For searching with a dream city in mind, we use our clustering algorithm to generate other cities around the world with similar characteristics to the desired city.
Click for full documentation of the web app.
How We built it
We started off by thinking we should build a product as close to users as possible. Hence, we decided to make a survey that collects data from 60+ people from a diverse background and age. As a result, we discovered that besides the criteria given by the starter pack, three other topics stand out: Education, Climate, and Traffic. We fetched the data for the new preferences online and added those to our dataset.
After we finally cleaned up the data, we first tried to reduce the dimension of the features to 2D by applying the Principal Component Analysis (PCA), which decomposes the dataset with nine features such that it explains each data point according to its maximum variance. This is done to ensure that we do not encounter problems of high dimensionality when analyzing the dataset.
Then we tried to visualize the data by plotting it in 2D and found out that the data have approximately uniform density distribution.
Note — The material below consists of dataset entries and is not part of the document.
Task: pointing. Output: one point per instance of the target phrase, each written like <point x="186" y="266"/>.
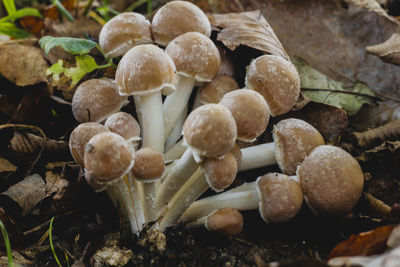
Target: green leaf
<point x="10" y="29"/>
<point x="75" y="46"/>
<point x="321" y="88"/>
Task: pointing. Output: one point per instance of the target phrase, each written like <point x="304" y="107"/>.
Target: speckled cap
<point x="125" y="125"/>
<point x="148" y="165"/>
<point x="123" y="32"/>
<point x="220" y="173"/>
<point x="250" y="110"/>
<point x="213" y="91"/>
<point x="332" y="180"/>
<point x="108" y="157"/>
<point x="80" y="136"/>
<point x="280" y="197"/>
<point x="277" y="80"/>
<point x="210" y="131"/>
<point x="294" y="139"/>
<point x="176" y="18"/>
<point x="96" y="99"/>
<point x="195" y="55"/>
<point x="146" y="69"/>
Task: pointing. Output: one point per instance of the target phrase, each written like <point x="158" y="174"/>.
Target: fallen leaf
<point x="249" y="29"/>
<point x="27" y="193"/>
<point x="389" y="51"/>
<point x="22" y="65"/>
<point x="366" y="243"/>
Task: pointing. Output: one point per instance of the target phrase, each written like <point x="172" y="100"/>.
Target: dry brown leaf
<point x="22" y="65"/>
<point x="27" y="193"/>
<point x="389" y="51"/>
<point x="249" y="29"/>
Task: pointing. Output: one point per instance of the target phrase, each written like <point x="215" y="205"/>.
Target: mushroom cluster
<point x="155" y="167"/>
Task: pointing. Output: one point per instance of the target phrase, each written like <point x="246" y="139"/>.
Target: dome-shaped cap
<point x="332" y="180"/>
<point x="108" y="157"/>
<point x="280" y="197"/>
<point x="176" y="18"/>
<point x="210" y="130"/>
<point x="195" y="55"/>
<point x="96" y="99"/>
<point x="125" y="125"/>
<point x="250" y="111"/>
<point x="80" y="136"/>
<point x="213" y="91"/>
<point x="123" y="32"/>
<point x="277" y="80"/>
<point x="294" y="139"/>
<point x="145" y="69"/>
<point x="220" y="173"/>
<point x="148" y="165"/>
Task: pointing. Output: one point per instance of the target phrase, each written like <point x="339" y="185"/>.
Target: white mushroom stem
<point x="257" y="156"/>
<point x="176" y="133"/>
<point x="175" y="152"/>
<point x="153" y="133"/>
<point x="247" y="200"/>
<point x="175" y="103"/>
<point x="180" y="173"/>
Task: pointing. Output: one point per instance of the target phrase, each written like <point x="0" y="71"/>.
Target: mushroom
<point x="96" y="99"/>
<point x="196" y="59"/>
<point x="277" y="80"/>
<point x="332" y="180"/>
<point x="123" y="32"/>
<point x="228" y="222"/>
<point x="293" y="140"/>
<point x="277" y="197"/>
<point x="176" y="18"/>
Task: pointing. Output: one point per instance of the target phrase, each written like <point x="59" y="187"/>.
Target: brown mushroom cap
<point x="80" y="136"/>
<point x="96" y="99"/>
<point x="294" y="139"/>
<point x="108" y="157"/>
<point x="146" y="69"/>
<point x="210" y="131"/>
<point x="123" y="32"/>
<point x="277" y="80"/>
<point x="250" y="111"/>
<point x="332" y="180"/>
<point x="194" y="55"/>
<point x="176" y="18"/>
<point x="125" y="125"/>
<point x="220" y="173"/>
<point x="148" y="165"/>
<point x="280" y="196"/>
<point x="226" y="221"/>
<point x="213" y="91"/>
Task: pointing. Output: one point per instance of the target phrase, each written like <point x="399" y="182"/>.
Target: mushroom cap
<point x="194" y="55"/>
<point x="148" y="165"/>
<point x="210" y="131"/>
<point x="277" y="80"/>
<point x="250" y="110"/>
<point x="123" y="32"/>
<point x="108" y="157"/>
<point x="146" y="69"/>
<point x="80" y="136"/>
<point x="220" y="173"/>
<point x="226" y="221"/>
<point x="125" y="125"/>
<point x="213" y="91"/>
<point x="280" y="197"/>
<point x="96" y="99"/>
<point x="176" y="18"/>
<point x="332" y="180"/>
<point x="294" y="139"/>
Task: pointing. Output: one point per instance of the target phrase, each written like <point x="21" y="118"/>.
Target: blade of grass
<point x="7" y="244"/>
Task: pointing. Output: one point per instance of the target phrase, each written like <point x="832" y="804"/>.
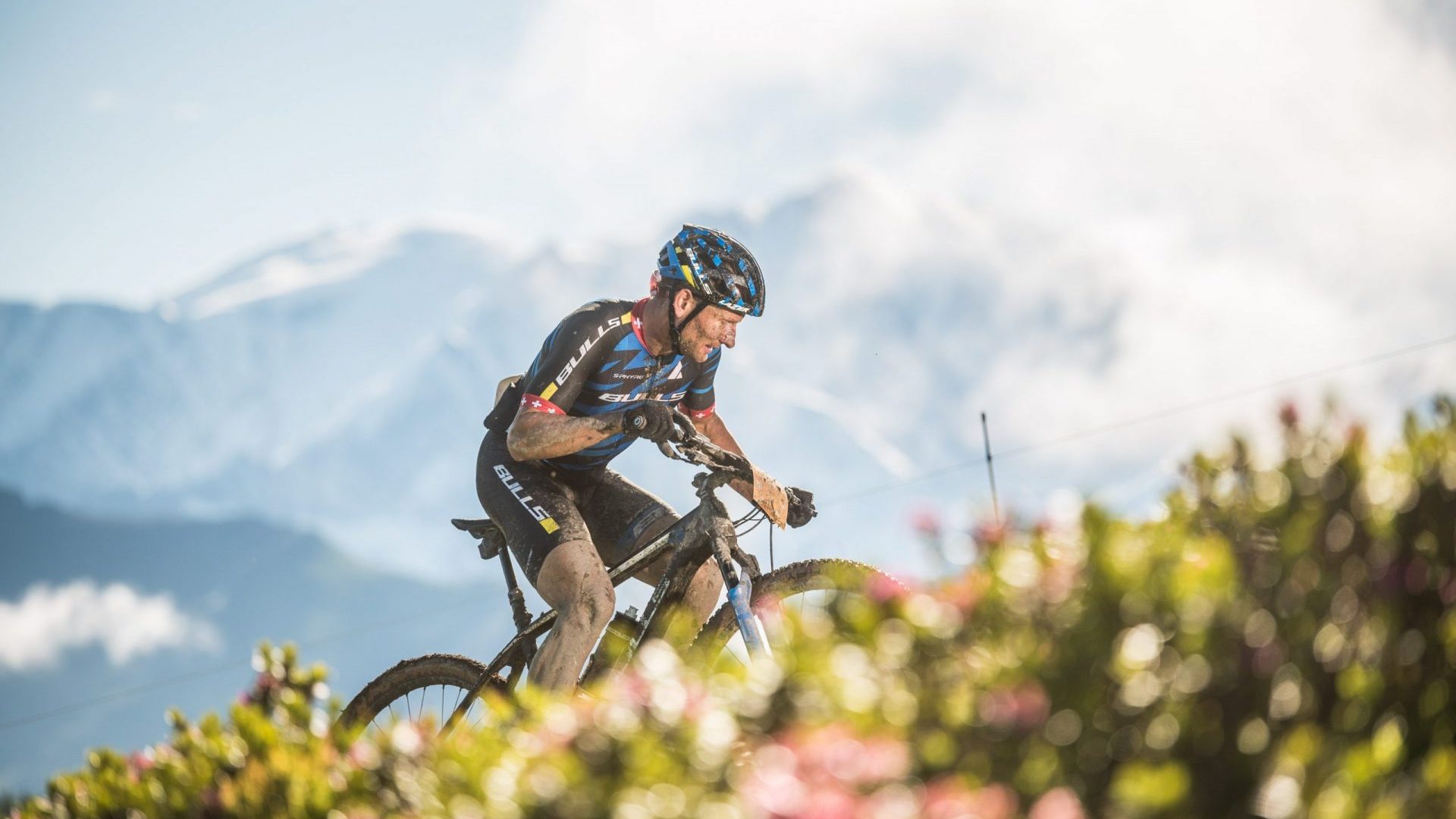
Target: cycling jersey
<point x="596" y="362"/>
This means that we should not choose a density-based clustering algorithm such as DBSCAN, and we should also keep all the outliers which are potential cities with very special characteristics that could be one of the user’s choices. We also don’t want Spectral Clustering, Hierarchical Clustering, or Agglomerate Clustering because the data have no clear shapes. Finally, we decided to use k-means for my clustering model because it has the best performance.
Then we converted the jupyter notebook to a Streamlit python script in order to create an interactive web app that can take various user inputs. Using a python front-end framework allows us to easily port our data analysis model to a web server as well as allowing users to interact smoothly with instant feedback. By linking data analysis variables to the user input, we were able to generate dynamic and personalized data for the users.
Challenges We ran into
Because of the large scope of the project, we encountered missing data when downloading data from various databases. We ended up manually searching datas for missing cities and filling them in to create a complete, accurate database. For the ones we cannot find, we did an imputation based on relevant data, such as the country’s data.
Another challenge we encountered was to determine the number of clusters used in the k-means model. If the number of clusters is too large, it will greatly impact the accuracy of the model because there might not be a clear distinction between clusters. However, if the number of clusters is too small, we will yield a large number of recommended cities to the user which is overwhelming. By using statistics, we decided to fix the cluster size to 8.
Accomplishments that We're proud of
We self-learned a few python libraries including SKLearn, Pandas, Plotly, and Streamlit. We figured out the interaction in between and successfully built a functioning web app according to our design.
What We learned
We did learn quite a lot of libraries and gained a ton of development and design experience. Walking through this full process in such a short amount of time gave us a full overview of what a data science project may look like. We learned how to find suitable datasets initially with ideas and how to handle missing data. We also learned how to analyze data by a clustering model and went through the process of choosing the optimal clustering model to suit the scenario based on the visualized data.
What's next for Dream City
We could potentially use a more advanced and more refined clustering model but we are short of time. The k-means model right now does not suit perfectly well with the scenario and it tends to favour the central cluster over the other ones.
We could also add reference links to desired cities so that users will have a better experience exploring the dream cities. Priority scales can also be added so that each feature will have a different weight and users could prioritize some of the important ones over others.